Because of a lack of an NFL created entity such as the MTBI committee, the drug lawsuit has to go a little further to explain why this is an NFL lawsuit and not a series of team lawsuits, or malpractice lawsuits aimed at specific team doctors. The lawsuit quotes Jeff Pash about painkiller abuse:

 

” Painkiller use . . . is something that needs to be addressed on a broad basis, not just in the NFL, and it is something our doctors are looking at” (emphasis added).” ~ Jeff Pash, NFL Executive Vice-President and General Counsel 

 

Seems possible that the “emphasis added” to the above quote within the legal filing was put there to show that Pash takes ownership of the team doctors on behalf of the NFL, a specific legal relationship that the NFL will probably deny in any subsequent legal filing. The contractual relationship among the team medical staffs and the individual teams varies. Another factor would be liability. Are team doctors protected from individual player lawsuits by the CBA? Or by language in some other contract?
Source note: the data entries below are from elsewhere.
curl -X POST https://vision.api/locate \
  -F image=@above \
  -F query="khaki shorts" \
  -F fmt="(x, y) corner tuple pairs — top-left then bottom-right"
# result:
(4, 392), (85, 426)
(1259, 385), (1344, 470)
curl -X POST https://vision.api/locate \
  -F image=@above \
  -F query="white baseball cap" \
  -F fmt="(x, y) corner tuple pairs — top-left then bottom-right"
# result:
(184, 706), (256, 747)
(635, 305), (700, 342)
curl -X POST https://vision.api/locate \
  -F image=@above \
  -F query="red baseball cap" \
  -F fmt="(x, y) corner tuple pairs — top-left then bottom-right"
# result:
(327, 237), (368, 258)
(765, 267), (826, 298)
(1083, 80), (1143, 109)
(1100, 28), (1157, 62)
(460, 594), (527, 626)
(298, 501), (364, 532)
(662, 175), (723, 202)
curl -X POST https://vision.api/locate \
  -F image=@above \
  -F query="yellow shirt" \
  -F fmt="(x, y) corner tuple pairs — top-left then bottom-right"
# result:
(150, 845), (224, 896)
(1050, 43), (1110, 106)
Seems like if team doctors were not somehow indemnified by the team or the league, we would see more lawsuits filed by former players against individual doctors.Supposedly, some hospital groups and their associated physicians pay the teams over $1M per year to work for teams and advertise themselves as the “official” team medical staff.

 

“The halo effect is huge,” Lew Lyon, vice president of the Ravens-affiliated MedStar Sports Medicine, tells me. “Friends will call me and say, ‘Can you get me into see one of the Ravens docs?’ And they’re very accessible. They have private practice like other physicians.” ~ from Walk it Off Champ, by Sam Eifling for Slate.com

 

Although the two lawsuits differ, there are allegations in the drug lawsuit that are pretty horrific. The freewheeling nature of how pain-killing drugs were obtained by the teams and dispensed to the players is startling.  For instance, former Bears offensive tackle Keith Van Horne once put the team on the DEA’s radar by going to a private doctor and receiving a prescription for Percodan.

 

The problem was that the Bears ordered painkillers before the season started under players’ names, including Van Horne’s. Van Horne had thus put Caito (Chicago Bears’ Head Trainer Fred Caito) in a bad spot by obtaining the Percodan because there were already DEA records that hundreds of painkillers had been ordered in Van Horne’s name, even though Van Horne had no need for the medications the Bears had ordered at the time the order was placed.

 

Former Bears players Jim McMahon and Richard Dent claim “amphetamines were available in jars in the locker room for any and all to take.” Only after the deaths of Don Rodgers and Len Bias were the jars removed, though NFL doctors and trainers still gave players amphetamines whenever they wanted.

Former Saints’ Director of Security, Geoffrey Santini, a 31-year veteran Supervisory Special Agent with the FBI resigned from the team after being “directed to engage in and/or overlook” improper distribution of painkillers in violation of Federal and state law.

The lawsuit alleges all kinds of inappropriate and possibly illegal behavior by teams –  providing medication without receiving informed consent of the patient, willfully concealing the addiction and health risks associated with medications freely distributed by the team and violating state laws governing the acquisition, storage and dispensation of controlled substances.

It will be interesting to see if the NFL drug litigation follows a similar path to the NFL concussion litigation.